There were plenty more, of course, and that Cup-clinching goal against Philadelphia was a close second for McCarty.
“I’ve got a loaded deck of favorite memories,” he said. “But one of ’em is smokin’ that cigar on the golf cart coming from the dressing room to meet you guys after we won in ’97. I just remember the smell — I mean, you can’t forget the smell down here — but I remember the smell of hockey, springtime, humidity, sweat, champagne, whatever.”
Whatever it was, he added, “You will notice that it is gone.”
Vernon laughed as he recalled a victory cigar of his own from that glorious June night in ’97. It’s one no one can ever forget, because he’s holding it on the ice in the team photo taken with the Cup. And how did he end up with a cigar that quickly?
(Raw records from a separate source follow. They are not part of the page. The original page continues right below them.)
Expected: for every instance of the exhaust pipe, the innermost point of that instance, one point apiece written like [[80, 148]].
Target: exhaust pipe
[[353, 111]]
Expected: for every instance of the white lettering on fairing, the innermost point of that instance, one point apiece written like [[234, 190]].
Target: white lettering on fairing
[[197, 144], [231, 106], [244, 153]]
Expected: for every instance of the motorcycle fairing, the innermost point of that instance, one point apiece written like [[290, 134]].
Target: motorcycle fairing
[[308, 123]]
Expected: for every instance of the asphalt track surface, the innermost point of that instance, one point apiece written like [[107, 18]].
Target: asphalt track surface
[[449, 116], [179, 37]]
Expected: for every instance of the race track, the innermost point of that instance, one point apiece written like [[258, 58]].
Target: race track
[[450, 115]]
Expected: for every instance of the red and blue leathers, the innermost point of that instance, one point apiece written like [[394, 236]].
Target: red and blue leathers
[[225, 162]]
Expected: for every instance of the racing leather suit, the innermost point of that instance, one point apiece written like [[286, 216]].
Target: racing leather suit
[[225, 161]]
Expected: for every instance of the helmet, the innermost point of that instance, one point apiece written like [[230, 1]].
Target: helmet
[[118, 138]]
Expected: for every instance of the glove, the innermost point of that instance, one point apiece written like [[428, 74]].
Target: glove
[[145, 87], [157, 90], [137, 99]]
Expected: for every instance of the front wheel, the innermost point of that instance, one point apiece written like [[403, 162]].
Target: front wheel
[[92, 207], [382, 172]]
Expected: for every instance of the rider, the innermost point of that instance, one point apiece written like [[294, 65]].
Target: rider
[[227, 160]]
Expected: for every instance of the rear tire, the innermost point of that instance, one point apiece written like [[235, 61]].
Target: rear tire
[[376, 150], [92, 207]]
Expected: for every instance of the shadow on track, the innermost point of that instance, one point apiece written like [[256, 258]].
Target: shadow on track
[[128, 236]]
“A fan threw it to me,” Vernon said Sunday, laughing. “I don’t know who that fan was. But it was kind of a nice gesture. It was a good cigar, I recall.”
Vernon was asked what he’d like to take with him as a souvenir from the Joe, and he pondered it for a while. He liked the comfy stool in front of his locker, he said. But mostly what he’d like to keep was something he can’t really take.
“The names on the wall,” he said, referencing the cinder-block outside the Red Wings’ dressing room where the Cup-winning rosters are painted on as a tribute. “Just the group of guys that did it, I guess.”
Those walls will be gone soon enough, they all know. But the group that called those walls home?
“Gone, but not forgotten,” McCarty said. “And that’s the way it’ll always be here.”